Wednesday 28 March 2012

A last hurrah?

I'm really quite angry. And disappointed.

Not the best way to restart a blog.

But oh, so apt.

I agreed to meet someone. For coffee, before you get any weird ideas. The simple fact was he had been moderately nice, moderately intelligent and hadn't nagged me to meet. Quite the bonus. Sadly, I was running a little late, about half an hour and I, rather foolishly, told him so.

Duh.

So he said maybe next time.

Err, sorry? This was for a coffee. At the end of a work day. Near his workplace. I had to travel an hour from mine. And change. And get there. And yet he was the one giving the impression of being put out?!

Apparently he thought I would be too rushed. Excellent. So now I don't know my own time keeping. A feeble excuse and it reminded me that the normal rules don't apply for me. If it had been my flatmate, or any other, dare I say it, any other girl, this would not have been an issue. He would have waited.

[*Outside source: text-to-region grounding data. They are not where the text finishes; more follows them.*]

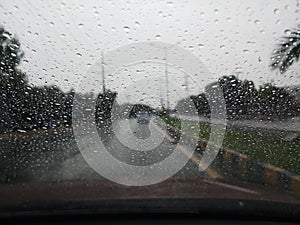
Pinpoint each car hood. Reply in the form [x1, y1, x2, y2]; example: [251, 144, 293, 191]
[0, 178, 299, 212]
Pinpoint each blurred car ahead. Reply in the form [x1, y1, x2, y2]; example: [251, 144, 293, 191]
[137, 112, 151, 124]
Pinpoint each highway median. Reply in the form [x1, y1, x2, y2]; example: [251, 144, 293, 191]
[159, 116, 300, 193]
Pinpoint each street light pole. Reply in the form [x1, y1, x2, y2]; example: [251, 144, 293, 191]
[101, 52, 106, 93]
[184, 74, 189, 95]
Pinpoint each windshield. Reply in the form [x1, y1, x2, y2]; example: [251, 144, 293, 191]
[0, 0, 299, 215]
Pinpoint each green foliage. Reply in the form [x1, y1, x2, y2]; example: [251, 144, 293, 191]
[165, 118, 300, 174]
[176, 75, 298, 120]
[257, 83, 299, 118]
[161, 116, 181, 129]
[95, 90, 117, 122]
[0, 26, 74, 131]
[0, 27, 24, 74]
[217, 75, 258, 117]
[0, 26, 28, 131]
[270, 25, 300, 73]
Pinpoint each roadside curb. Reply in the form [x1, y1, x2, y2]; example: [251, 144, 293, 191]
[165, 124, 300, 193]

So here I am again, wondering what the hell I was thinking. Yet again my confidence had been given a huge kick to the head. Yet again I felt let down. Yet again I was left with this yearning chasm of loneliness. A chasm that can't be filled.

But, I wondered, what do I really want. In the end it was pretty simple. I want to be respected, desired and given some consideration. To feel that I really matter to someone and that I will be first on a list rather than 47th and dropped as soon as something more interesting comes along. I want to have some one make an effort for me, not the other way around.

And yet as I write this, I realise I might as well want the tide to stop. It's not happened before, though I thought it had, why the hell should it happen now as I pass through the autumn of my life.

It's a depressing thought that I may never feel genuine desire again. Or passion. But the sooner I grow up and accept that it's over and I move on to less destructive thoughts the better.

I just don't want to.

I want to feel the glow of the sun once more.

And not the rain currently falling down my face.